Molly Armour, an attorney for the National Lawyers Guild, who is representing Senakiewicz, who works as a mechanic, called the accusations against her client “extremely sensationalized charges.”

“He’s a political man being targeted because of his beliefs,” Armour said.

Mark Neiweem, 28, of Chicago, was charged with one count of attempted possession of explosive or incendiary devices, prosecutors said. Neiweem “engaged in dialogue with a subject, during which time he provided same subject with a list of ingredients that are used in the construction of an explosive device,” according to a police report.

Prosecutors charged that Neiweem wanted an associate to go to a hobby shop and buy model rocket engines, PCB pipe and glue, so he could build a pipe bomb, authorities said. Prosecutors said Neiweem wrote the list of ingredients on a slip of paper that investigators have in evidence.

Neiweem’s attorney, Steven Saltzman, said his client had been in custody for at least 66 hours before he was charged, well beyond the 48-hour legal limit.

On Wednesday, three out-of-state men were arrested in an apartment raid and accused of plotting to hit President Bartack Obama’s campaign headquarters, Mayor Rahm Emanuel’s house and police stations with Molotov cocktails, according to court documents.

Brian Church, 20, of Fort. Lauderdale, Fla.; Jared Chase, 24, of Keene, N.H.; and Brent Vincent Betterly, 24, of Oakland Park, Fla; were charged with conspiracy to commit terrorism, providing material support for terrorism and possession of an explosive or incendiary device.

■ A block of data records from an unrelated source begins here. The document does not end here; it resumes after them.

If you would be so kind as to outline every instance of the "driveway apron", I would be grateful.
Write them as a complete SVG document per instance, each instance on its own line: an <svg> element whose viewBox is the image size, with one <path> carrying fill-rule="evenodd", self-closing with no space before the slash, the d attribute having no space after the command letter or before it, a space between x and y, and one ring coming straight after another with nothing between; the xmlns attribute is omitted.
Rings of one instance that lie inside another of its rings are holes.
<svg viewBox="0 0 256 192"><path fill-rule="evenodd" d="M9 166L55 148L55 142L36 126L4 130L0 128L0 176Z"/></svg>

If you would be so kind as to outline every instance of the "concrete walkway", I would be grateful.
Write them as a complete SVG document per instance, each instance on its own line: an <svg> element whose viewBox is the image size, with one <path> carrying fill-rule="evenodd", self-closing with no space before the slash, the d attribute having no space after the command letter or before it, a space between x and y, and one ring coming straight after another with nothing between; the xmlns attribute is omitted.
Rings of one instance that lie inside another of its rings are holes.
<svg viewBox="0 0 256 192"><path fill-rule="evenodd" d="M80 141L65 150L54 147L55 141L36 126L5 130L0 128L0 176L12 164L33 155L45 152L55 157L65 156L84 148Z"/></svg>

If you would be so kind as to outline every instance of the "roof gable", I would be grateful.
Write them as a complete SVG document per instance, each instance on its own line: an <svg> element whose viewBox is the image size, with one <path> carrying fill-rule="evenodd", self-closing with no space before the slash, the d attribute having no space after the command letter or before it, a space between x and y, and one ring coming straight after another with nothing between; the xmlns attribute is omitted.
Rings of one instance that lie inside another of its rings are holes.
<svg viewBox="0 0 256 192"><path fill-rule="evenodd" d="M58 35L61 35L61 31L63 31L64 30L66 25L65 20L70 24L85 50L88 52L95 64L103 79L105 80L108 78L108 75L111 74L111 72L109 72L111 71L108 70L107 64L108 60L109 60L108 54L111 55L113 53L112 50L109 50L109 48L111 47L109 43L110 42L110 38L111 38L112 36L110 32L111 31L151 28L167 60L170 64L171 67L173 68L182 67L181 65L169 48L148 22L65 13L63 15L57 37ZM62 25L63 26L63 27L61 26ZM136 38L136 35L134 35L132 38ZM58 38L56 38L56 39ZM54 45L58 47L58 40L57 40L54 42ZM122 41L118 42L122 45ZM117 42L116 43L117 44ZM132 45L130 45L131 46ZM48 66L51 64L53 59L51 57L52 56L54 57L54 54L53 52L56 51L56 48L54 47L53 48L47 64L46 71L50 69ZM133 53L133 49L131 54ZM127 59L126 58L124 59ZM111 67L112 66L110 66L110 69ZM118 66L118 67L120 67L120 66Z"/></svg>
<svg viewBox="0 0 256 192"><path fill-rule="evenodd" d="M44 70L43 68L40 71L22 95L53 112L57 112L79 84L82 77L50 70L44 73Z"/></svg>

They were the first people to ever be charged with violating the state’s anti-terror ismstatutes, which were enacted after the September 2001 terrorist attacks, authorities said.

Their arrests were the result of an investigation since early May into a group suspected of making Molotov cocktails — crude bombs usually created by filling glass beer bottles with gasoline, according to court records.

Senakiewicz and Neiweem were arrested a day later, but police would not say if they were connected to the three.